At its peak around 2012, Bagram Airfield saw more than 100,000 US troops pass through its sprawling compound barely an hour’s drive north of the Afghan capital Kabul. (AFP)
- Airfield handed over to the Afghan National Security and Defense Force in its entirety
- The airfield served as the hub of America’s operations against Taliban
SAYED SALAHUDDINJuly 02, 2021
KABUL: Afghan security forces have taken control of Bagram Airfield, a key American military base near Kabul, as foreign troops leave the country nearly 20 years after the 2001 US-led invasion of Afghanistan.
Bagram Airfield, some 50 km north of Kabul, served as the hub of America’s operations against the Taliban and Al-Qaeda following the Sept. 11, 2001 attacks on the US.
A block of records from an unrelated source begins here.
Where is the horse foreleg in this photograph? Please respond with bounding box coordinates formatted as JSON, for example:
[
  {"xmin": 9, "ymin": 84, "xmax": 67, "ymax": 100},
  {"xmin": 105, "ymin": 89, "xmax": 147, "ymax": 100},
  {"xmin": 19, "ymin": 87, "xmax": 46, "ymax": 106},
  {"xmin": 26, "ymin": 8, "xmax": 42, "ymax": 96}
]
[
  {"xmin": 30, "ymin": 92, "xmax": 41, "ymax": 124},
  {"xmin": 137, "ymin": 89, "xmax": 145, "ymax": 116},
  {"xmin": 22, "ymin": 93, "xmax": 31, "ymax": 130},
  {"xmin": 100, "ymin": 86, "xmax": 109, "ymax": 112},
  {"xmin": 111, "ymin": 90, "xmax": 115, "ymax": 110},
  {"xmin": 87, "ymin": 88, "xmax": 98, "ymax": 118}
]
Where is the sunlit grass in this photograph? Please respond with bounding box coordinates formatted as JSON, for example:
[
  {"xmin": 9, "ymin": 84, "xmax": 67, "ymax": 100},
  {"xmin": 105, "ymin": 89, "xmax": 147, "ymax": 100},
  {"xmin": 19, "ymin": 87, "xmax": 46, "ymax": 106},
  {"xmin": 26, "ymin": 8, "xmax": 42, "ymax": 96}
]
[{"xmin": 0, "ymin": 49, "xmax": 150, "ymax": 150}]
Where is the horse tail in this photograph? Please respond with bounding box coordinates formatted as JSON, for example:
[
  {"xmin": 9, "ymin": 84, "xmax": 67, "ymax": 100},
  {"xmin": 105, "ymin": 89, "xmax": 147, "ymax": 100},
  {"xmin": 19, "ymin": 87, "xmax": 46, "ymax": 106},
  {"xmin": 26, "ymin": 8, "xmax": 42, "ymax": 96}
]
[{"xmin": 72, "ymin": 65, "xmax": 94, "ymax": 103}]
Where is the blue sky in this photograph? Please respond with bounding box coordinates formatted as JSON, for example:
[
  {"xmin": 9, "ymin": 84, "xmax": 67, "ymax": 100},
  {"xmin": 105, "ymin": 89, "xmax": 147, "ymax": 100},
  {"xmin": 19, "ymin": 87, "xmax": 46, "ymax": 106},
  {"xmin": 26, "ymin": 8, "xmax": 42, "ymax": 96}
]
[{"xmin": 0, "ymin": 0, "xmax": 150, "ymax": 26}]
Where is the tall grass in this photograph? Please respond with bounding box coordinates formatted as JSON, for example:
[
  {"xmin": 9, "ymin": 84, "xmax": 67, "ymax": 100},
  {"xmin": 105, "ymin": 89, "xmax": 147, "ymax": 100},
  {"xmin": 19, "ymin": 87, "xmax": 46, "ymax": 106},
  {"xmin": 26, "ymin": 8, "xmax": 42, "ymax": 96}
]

The withdrawal from Bagram Airfield is seen as an indication that the US is completing the drawdown months ahead of President Joe Biden’s September deadline, despite a recent spike in Taliban attacks against Afghan government forces.
“All coalition and American troops have left Bagram Airbase,” Fawad Aman, a spokesman for the defense ministry, told Arab News as the base was handed over to the Afghan National Defense Security Forces (ANDSF).
“ANDSF will protect the base and use it to combat terrorism,” he said.
He refused to share details of the handover and about what equipment US troops had left behind.
Before the arrival of US troops, Bagram Airfield was used by Russians during the Soviet-Afghan war in 1979-89, but it was under the American occupation that the base became a fortress city with shops, American fast-food outlets and sports venues. At the peak of the US military presence in 2012, the base saw more than 100,000 troops pass through its compound.
Part of the facility served as a detention center for suspected militants, earning notoriety over alleged torture of its inmates.
The Taliban in a statement on Friday welcomed the US departure from Bagram as a “positive step,” adding that they were waiting for a complete withdrawal of all foreign soldiers from Afghan soil.
As most NATO soldiers have already left in accordance with a historic deal signed by Washington and the Taliban in February last year, about 650 American servicemen are expected to stay in Afghanistan to protect the US Embassy in Kabul and, possibly, the city’s airport, despite repeated Taliban threats against any foreign military presence in the country after the withdrawal deadline.
The US and NATO departure comes as the Taliban have captured several dozens of districts in the past few weeks and also seized more grounds near the Bagram base in the past two days, according to local sources.
While the Taliban advances come both by force and through the surrender of Afghan government forces, the government has in turn started resurrecting and arming local militias to assist its troops.
Continued violence risks a civil war in Afghanistan, the US top commander in Afghanistan, Gen. Austin S. Miller, said during his last conference in Kabul earlier this week.